Our derivative script is complete! Click the Update button, then click Deploy in the following popup. (It may take a second or two to appear.)

Screenshot of Derivative field deploy modal

Step 5: Increase RAM allocation

Next, we’ll need to increase the RAM allocation for the cloud function we just deployed. By default, it’s set to 256 MB, but this isn’t enough to run Chromium.

Open the Google Cloud Console to the Cloud Functions page and find the function you just deployed it should start with R- and match the collection name of the table. Go to that function’s page.

On the top of the screen, click Edit.

Screenshot of Google Cloud Console UI

Scroll down to Runtime, build, connections and security settings and expand the section.

Increase the Memory allocated to at least 1 GB.

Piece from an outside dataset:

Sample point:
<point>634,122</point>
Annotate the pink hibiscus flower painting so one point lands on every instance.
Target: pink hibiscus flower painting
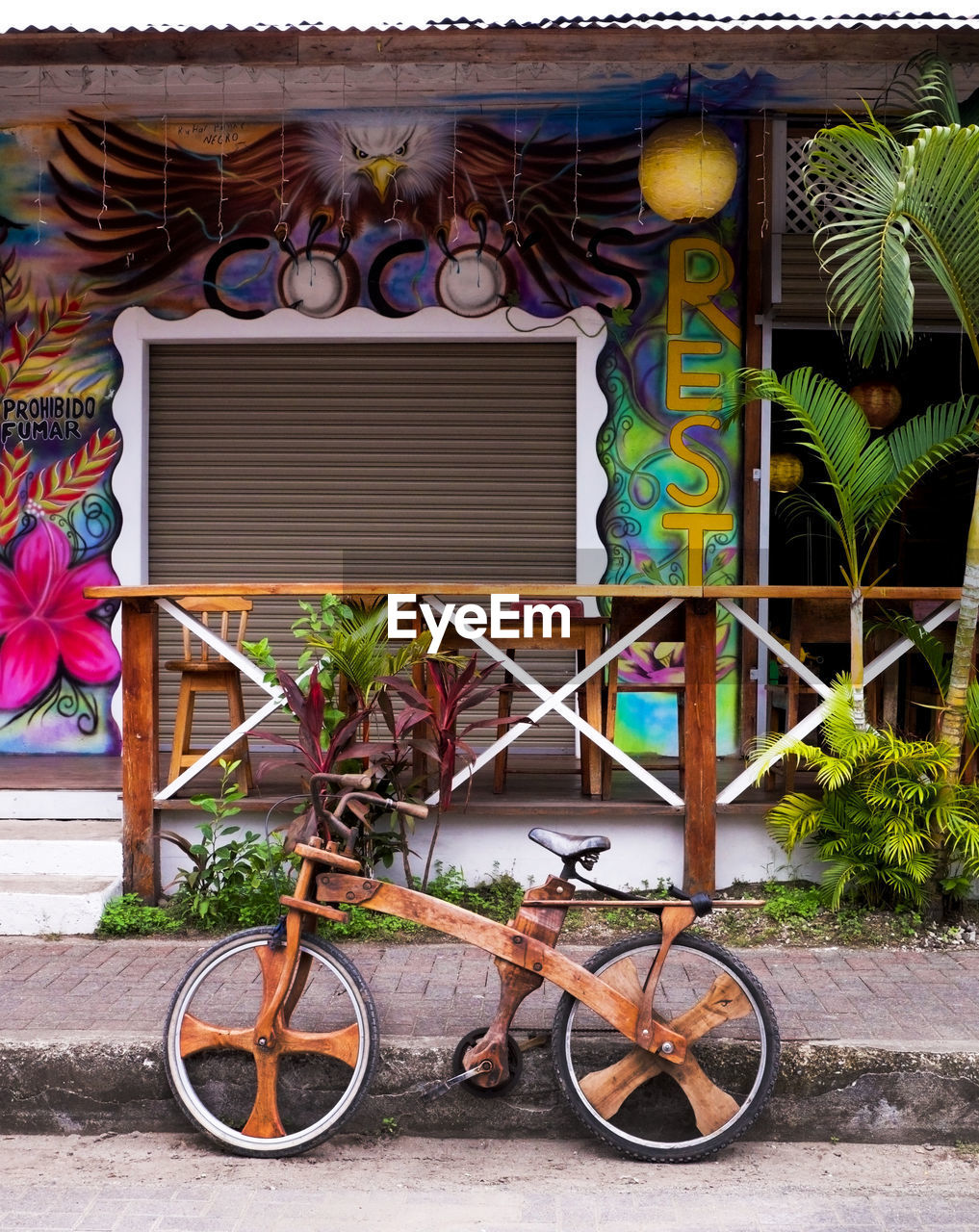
<point>45,623</point>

Screenshot of Google Cloud Console UI

Click Next at the bottom of the screen.

Screenshot of Google Cloud Console UI

Then, you’ll see the code that’s deployed in your cloud function. When you deploy any function on Rowy, it will be in your Google Cloud or Firebase project, so you have full access and flexibility.

Click Deploy at the bottom of the screen and wait until it’s done. It should take less than five minutes.

Screenshot of Google Cloud Console UI

Once it’s done, your cloud function will generate images based on data in the row!